Le 10.00 parfait ou 1.00 si vous préférez dans l'épreuve par équipes n'était que le début. Au cours des cinq jours qui ont suivi, Nadia Comaneci a exécuté six autres programmes parfaits, trois de plus sur les barres asymétriques et trois à la poutre.

"Cela semble difficile pour les personnes qui regardent, qui pensent que la poutre est vraiment étroite", confie-t-elle. " Mais nous passons énormément de temps à nous entraîner. Dans ma tête, je devais simplement me concentrer à chaque instant, pour chacun de mes mouvements."

"Si vous me demandez si je me souviens de septembre 1992, je ne me souviens pas de tout ce qui s'est passé, mais je me rappelle chaque moment de ces Jeux. Je me souviens du village olympique. Je me souviens de l'Arena, je me souviens de la compétition. Je connais les programmes. Rien n'a changé, même si les années passent. Dans ma tête, je pourrais refaire les programmes demain."

Audacieuse et tout à fait concentrée, Nadia Comaneci a ramené l'or à la maison dans l'épreuve individuelle à la poutre, aux barres asymétriques et au concours multiple, ainsi que le bronze dans les exercices au sol et l'argent dans l'épreuve par équipes. Alors qu'elle reconnaît que le premier 10 lui a donné confiance en elle et permis de penser qu'elle était suffisamment préparée, elle dit et redit que la gymnastique n'est pas une question de chiffres.

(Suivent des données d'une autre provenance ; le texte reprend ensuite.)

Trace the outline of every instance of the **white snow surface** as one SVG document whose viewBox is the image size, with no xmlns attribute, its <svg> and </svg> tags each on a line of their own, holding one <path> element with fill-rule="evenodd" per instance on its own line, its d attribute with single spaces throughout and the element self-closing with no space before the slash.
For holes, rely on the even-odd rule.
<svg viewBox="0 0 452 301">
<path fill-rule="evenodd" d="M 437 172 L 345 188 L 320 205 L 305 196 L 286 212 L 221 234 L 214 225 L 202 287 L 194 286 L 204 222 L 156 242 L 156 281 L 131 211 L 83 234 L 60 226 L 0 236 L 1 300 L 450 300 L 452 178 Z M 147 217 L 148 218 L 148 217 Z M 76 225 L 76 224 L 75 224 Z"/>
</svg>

"Nous ne pensons pas du tout aux notes. Ce n'est pas important", précise-t-elle. "Vous ne concourez pas pour une note, vous êtes en compétition avec vous-même pour donner le meilleur."

À 56 ans aujourd'hui, encore en forme, Nadia Comaneci confie qu'elle travaille "toujours encore un peu à la poutre" et "joue avec les barres asymétriques". Et elle garde aussi quelques souvenirs de ce qu'elle a accompli un peu partout chez elle.

"J'ai deux peintures, pas de photos, une à la fin du programme au sol en 76 et une autre qui représente juste mon visage", dit-elle en souriant. "Quand je regarde en arrière, je me dis que c'est super que mes parents m'aient inscrite à la gymnastique sinon j'aurais gâché tout ce temps en étant juste trop normale."